Isomorphous crystals of the selenomethionine version of the protein were prepared under conditions similar to those used for generating the native crystals. To create a reducing environment for the selenomethionine crystallization trials, 40 µl of 1 M FeSO4 was suspended between the droplet and the buffer reservoir in a concave bridge.

Data sets were collected from native crystals grown in the presence of zinc at 100 K using an R-axis II detector with monochromatic Cu radiation. Crystals were cryoprotected in crystallization solution diluted with PEG400 at 32% v/v. Data were processed with DENZO and merged with SCALEPACK (Otwinowski and Minor, 1997).

Anomalous dispersion data were collected at 100 K from cryoprotected Se-methionine crystals at station 5.0.2 of the Advanced Light Source (ALS) at the Lawrence Berkeley Laboratory. One data set was collected from crystals grown in the presence of 0.1 mM ZnSO4. In agreement with the MALDI mass spectrometry results described above, the fluorescence spectra indicated that the Se sites were predominantly in the reduced state. Data were collected in inverse-beam mode at the peak of the Se anomalous signal and at a remote, high-energy wavelength. Peak and remote data were also collected from a second crystal grown in the presence of 1 mM CoCl2. These data were useful for confirming the position of the Se sites. The MAD datasets were processed and scaled with HKL2000. The data are summarized in Table I.

Phasing and refinement

Three internally consistent Se sites were found with the Patterson search routine in SHELX (Sheldrick, 1997) using modified anomalous difference amplitudes [prepared with the program REVISE (Collaborative Computational Project No. 4, 1994)]. The positions and occupancies were refined and the starting phases calculated using MLPHARE (Collaborative Computational Project No. 4, 1994). The map, calculated using the three principal sites, was improved and the resolution extended by density modification using DM (Cowtan, 1994). This map was readily interpretable. One molecule of TolA domain III occupies the asymmetric unit, with a Matthews coefficient of 2.97 Å3/Da, corresponding to a solvent content of 58.3%. The chain was traced using QUANTA and the model was refined against the Se-methionine peak dataset using REFMAC5 (Murshudov et al., 1997). The N-terminal methionine, which represents the fourth Se-methionine of the asymmetric unit, could not be visualized in the refined maps. The refined Se-methionine model was used as the starting point for the refinement of the native crystal form. The refined stereochemistry was evaluated using PROCHECK (Laskowski et al., 1993). For the refined Se-methionine crystal form, 98.2% of the residues were in the core region of the Ramachandran plot, and the remaining 1.8% in the allowed region; for the crystal of the native proteins these values were 97.8% and 2.2%, respectively. The stereochemistry was also evaluated using MolProbity to guide choice of side chain rotamer (http://kinemage.biochem.duke.edu/molprobity). A summary of the refinement details is presented in Table II.
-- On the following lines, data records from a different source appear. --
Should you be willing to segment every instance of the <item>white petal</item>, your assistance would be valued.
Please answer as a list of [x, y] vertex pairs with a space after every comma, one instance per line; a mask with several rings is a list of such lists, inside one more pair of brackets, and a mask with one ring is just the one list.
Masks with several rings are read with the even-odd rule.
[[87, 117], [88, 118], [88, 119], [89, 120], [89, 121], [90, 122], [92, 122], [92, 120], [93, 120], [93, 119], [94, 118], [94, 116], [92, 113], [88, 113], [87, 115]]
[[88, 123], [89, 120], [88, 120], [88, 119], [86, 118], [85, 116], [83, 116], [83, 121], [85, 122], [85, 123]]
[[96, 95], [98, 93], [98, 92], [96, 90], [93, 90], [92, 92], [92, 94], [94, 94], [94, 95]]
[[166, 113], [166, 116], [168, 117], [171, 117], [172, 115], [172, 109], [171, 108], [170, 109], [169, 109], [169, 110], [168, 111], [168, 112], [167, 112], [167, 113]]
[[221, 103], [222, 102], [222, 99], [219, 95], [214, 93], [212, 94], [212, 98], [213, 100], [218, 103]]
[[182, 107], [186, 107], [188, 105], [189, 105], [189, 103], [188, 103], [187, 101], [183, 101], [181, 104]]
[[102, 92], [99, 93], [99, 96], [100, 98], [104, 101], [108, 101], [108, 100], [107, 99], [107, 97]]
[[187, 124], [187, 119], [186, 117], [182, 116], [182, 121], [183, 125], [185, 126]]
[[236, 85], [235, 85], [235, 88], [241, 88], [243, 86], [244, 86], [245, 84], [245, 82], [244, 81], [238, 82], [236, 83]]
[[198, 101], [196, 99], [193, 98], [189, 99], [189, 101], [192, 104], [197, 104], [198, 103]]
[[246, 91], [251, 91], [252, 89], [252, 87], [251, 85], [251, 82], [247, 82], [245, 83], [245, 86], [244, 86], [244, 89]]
The electron density for the N-terminal helical region in the Se-methionine crystal form is notably less well defined than for the core of the protein, and the refined temperature factors in this portion of the structure are greater. Representative density for this region is shown in Figure 3B. To confirm that the poor density was not due to the possible effect of averaging distinct conformations by enforcing imperfect crystallographic symmetry, maps were calculated with the refined structure in lower symmetry space groups (P63 and trigonal P322), but the density was not improved.

The growth of the TolAIII crystals was strikingly induced by transition metals. In the crystals of both the native and Se-methionine proteins, metal ions, presumably Zn2+, were found to be tetrahedrally coordinated by water molecules and the Nε atoms from histidine imidazole groups of the His6 tag. The identity of these metals was corroborated by anomalous Fourier syntheses. The metals are shared by symmetry-related molecules, and this arrangement must reinforce the lattice.
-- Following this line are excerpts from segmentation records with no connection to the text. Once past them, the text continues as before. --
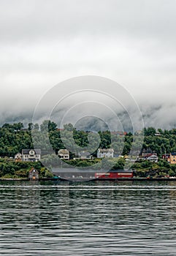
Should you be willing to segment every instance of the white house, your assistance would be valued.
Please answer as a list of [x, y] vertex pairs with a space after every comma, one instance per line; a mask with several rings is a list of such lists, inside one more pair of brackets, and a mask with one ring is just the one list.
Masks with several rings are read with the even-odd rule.
[[69, 151], [67, 149], [60, 149], [58, 151], [58, 155], [60, 158], [64, 159], [69, 159]]
[[97, 151], [97, 158], [114, 157], [113, 148], [99, 148]]
[[40, 149], [22, 149], [22, 154], [18, 153], [15, 156], [15, 160], [37, 162], [40, 160]]

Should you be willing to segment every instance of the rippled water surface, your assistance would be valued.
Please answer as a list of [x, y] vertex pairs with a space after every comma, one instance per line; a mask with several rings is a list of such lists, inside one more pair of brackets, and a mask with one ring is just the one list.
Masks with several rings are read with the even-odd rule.
[[176, 255], [174, 181], [1, 181], [0, 203], [0, 255]]

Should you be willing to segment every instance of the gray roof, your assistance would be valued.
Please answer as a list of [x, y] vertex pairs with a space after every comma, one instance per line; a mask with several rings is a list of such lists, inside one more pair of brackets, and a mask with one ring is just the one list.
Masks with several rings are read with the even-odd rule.
[[35, 152], [35, 154], [41, 154], [41, 149], [22, 149], [22, 154], [28, 154], [29, 151], [31, 150], [34, 150], [34, 151]]
[[67, 150], [67, 149], [60, 149], [58, 151], [58, 154], [69, 154], [69, 151]]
X-ray scattering experiments and data analysis

Solution X-ray scattering data were collected with the low-angle scattering camera at station 2.1 (Towns-Andrews et al., 1989) at the SRS Daresbury Laboratory, UK, using a 2D multiwire proportional chamber with delay line readout (Lewis, 1994). Scattering data from protein as well as buffer samples were collected at two different sample-detector distances (1.5 m and 4.5 m) to cover the range of momentum transfer 0.02 Å–1 < q < 0.45 Å–1 (q = 4π sin Θ/λ; 2Θ is the scattering angle and λ = 1.54 Å is the wavelength). The q range was calibrated using an oriented specimen of wet rat tail collagen (based on a diffraction spacing of 670 Å).

For scattering data collection, TolA domains II, III and II + III were prepared in a buffer of 10 mM Tris–HCl pH 8.0. Samples were analysed at 4°C with protein concentrations in the range 0.5–9 mg/ml. Data reduction included radial integration of the 2D images, normalization of subsequent 1D data to the intensity of the transmitted X-ray beam, correction for positional non-linearity of the detector and subtraction of background scattering from the buffer. Molecular masses of the proteins were checked by comparison with the forward scattering from a bovine serum albumin solution (66 kDa) as standard.
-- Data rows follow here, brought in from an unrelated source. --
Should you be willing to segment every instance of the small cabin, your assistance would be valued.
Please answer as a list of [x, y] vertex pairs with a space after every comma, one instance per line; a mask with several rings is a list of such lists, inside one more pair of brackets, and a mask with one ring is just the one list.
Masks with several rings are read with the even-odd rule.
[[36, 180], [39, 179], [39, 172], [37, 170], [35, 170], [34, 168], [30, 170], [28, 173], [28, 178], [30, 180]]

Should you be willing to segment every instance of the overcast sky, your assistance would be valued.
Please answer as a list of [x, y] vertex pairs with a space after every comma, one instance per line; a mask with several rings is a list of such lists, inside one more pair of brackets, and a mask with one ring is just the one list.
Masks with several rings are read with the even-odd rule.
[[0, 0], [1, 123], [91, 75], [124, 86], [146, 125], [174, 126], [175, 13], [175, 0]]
Distance distribution functions p(r) and the radii of gyration Rg were evaluated with the indirect Fourier transform program GNOM (Semenyuk and Svergun, 1991), which also allows a reliable estimate of the maximal particle dimension Dmax [i.e. the value of r at which p(r) drops to zero]. The calculation of molecular volumes was based upon Porod’s invariant (Porod, 1951), bearing in mind the limited experimental scattering interval (Feigin and Svergun, 1987). Particle shapes were restored from the experimental scattering profiles using the ab initio procedure based on the simulated annealing algorithm to a set of dummy spheres representing the amino acid chain of the protein (Svergun et al., 2001). Superimposition of low- and high-resolution protein models was performed with the program SUPCOMB (Kozin and Svergun, 2001).

Information from atomic models was exploited to define the nature of the observed scattering features in structural terms. Scattering curves were evaluated from these models using the program CRYSOL (Svergun et al., 1995). This method takes the solvent effect into account by surrounding the protein with a hydration shell of thickness 3 Å and of uniform density different from that of bulk solvent.

Circular dichroism analyses

Circular dichroism spectra of TolA domain II in 20 mM Na phosphate pH 7.0 were collected using an Aviv CD 215 spectrometer.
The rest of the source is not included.